All’inizio mi divertii con gli innesti e i tecnogiocattoli che, come appartenente a una Famiglia della Vecchia Terra, mi erano stati negati. Quel primo anno, la sfera dati fu una delizia: chiedevo informazioni quasi di continuo, vivevo nella frenesia dell’interfaccia totale. Dipendevo dai freddi dati come il Branco Caribù dagli stimolatori e dalle droghe. Vedevo don Balthazar rigirarsi nella tomba fusa, mentre cedevo ricordi a lungo termine in cambio della fugace soddisfazione dell’onniscienza innestata. Solo in seguito mi resi conto della perdita… l’Odissea di Fitzgerald, la Marcia finale di Wu, decine d’altri poemi epici sopravvissuti all’incidente e ora sbrindellati come nubi sotto la violenza del vento. Molto più tardi, libero dagli innesti, li ho laboriosamente imparati di nuovo a memoria.

Per la prima e unica volta nella mia vita, m’interessai di politica. Passavo giorni e notti ad assistere alle riunioni del Senato, tramite il cavo teleporter, oppure a giacere in collegamento con la Totalità. Qualcuno una volta ha calcolato che la Totalità tratta circa cento pezzi attivi di legislazione dell’Egemonia al giorno; durante i mesi in collegamento col sensorio, non ne perdetti uno. Per voce e nome diventai ben noto nei canali di dibattito. Nessun argomento era troppo piccolo, nessuna questione troppo semplice o troppo complessa per il mio input. Il semplice atto di votare ogni pochi minuti mi dava la falsa sensazione di avere realizzato qualcosa. Alla fine, rinunciai all’ossessione per la politica solo dopo avere capito che accedere regolarmente alla Totalità significava solo restare a casa e trasformarsi in uno zombie ambulante. Una persona costantemente occupata a inserirsi nei propri innesti è uno spettacolo pietoso in pubblico; non furono necessarie le prese in giro di Helenda per farmi capire che, se fossi rimasto in casa, sarei diventato una spugna della Totalità come milioni di babbei in tutta la Rete dei Mondi. Così abbandonai la politica. Ma a quel tempo avevo scoperto un nuovo interesse: la religione.
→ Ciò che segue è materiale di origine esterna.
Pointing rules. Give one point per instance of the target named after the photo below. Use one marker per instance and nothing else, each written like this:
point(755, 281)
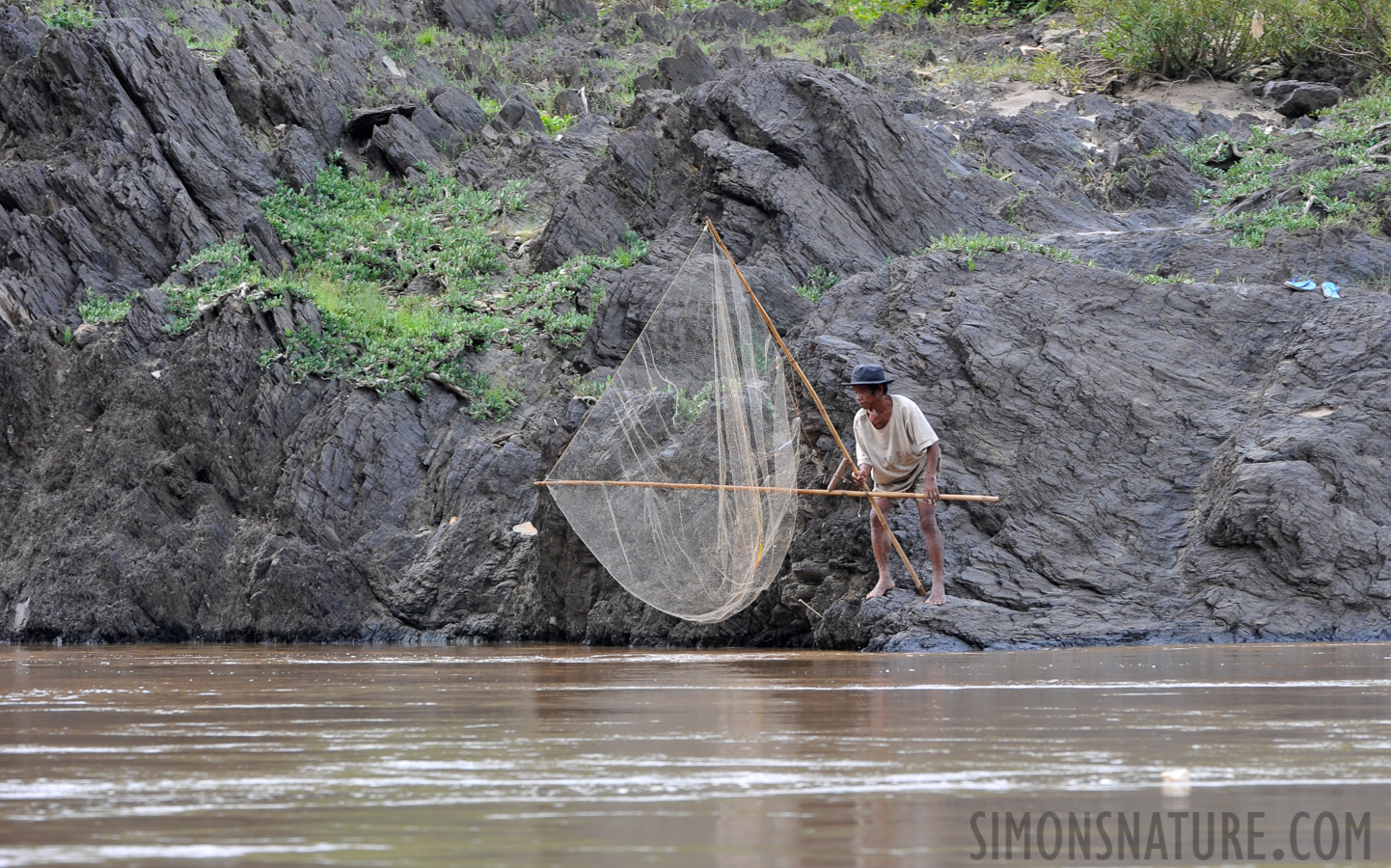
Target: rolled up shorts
point(905, 483)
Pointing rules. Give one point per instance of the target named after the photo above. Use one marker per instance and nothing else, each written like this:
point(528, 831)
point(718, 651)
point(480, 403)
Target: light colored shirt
point(896, 449)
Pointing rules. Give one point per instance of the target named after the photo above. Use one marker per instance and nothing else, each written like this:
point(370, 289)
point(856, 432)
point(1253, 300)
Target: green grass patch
point(65, 14)
point(556, 124)
point(818, 283)
point(359, 248)
point(1218, 38)
point(1350, 141)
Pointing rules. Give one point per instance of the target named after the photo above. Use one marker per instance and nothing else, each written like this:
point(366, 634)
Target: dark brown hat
point(869, 374)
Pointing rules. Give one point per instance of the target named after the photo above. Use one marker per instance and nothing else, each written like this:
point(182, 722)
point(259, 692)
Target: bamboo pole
point(840, 472)
point(896, 496)
point(821, 408)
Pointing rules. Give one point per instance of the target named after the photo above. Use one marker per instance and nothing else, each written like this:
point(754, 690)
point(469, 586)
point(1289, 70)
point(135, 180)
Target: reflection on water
point(565, 755)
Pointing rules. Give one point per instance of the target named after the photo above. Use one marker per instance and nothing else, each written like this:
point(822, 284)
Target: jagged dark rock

Mi unii alle religioni. Diamine, collaborai a creare religioni. La Chiesa Gnostica Zen era in espansione esponenziale e io diventai un vero credente, partecipai ai talk-show della TVE e cercai i miei Luoghi di Potere con la devozione di un musulmano pre-Egira in pellegrinaggio alla Mecca. Inoltre, mi piaceva teleportarmi. Avevo guadagnato quasi cento milioni di marchi, con i diritti d’autore del Crepuscolo di un mondo e Helenda li aveva investiti bene. Ma un tale una volta calcolò che una casa teleporter come la mia costava più di cinquantamila marchi al giorno solo per mantenersi nella Rete. E io non mi limitavo a teleportarmi nei trentasei mondi della mia abitazione. La Casa Editrice Transline mi aveva qualificato per una carta d’oro universale che usai con liberalità, teleportandomi in improbabili angoli della Rete e trascorrendo poi settimane in alloggi lussuosi, affittando VEM per cercare i miei Luoghi di Potere in zone remote di mondi arretrati.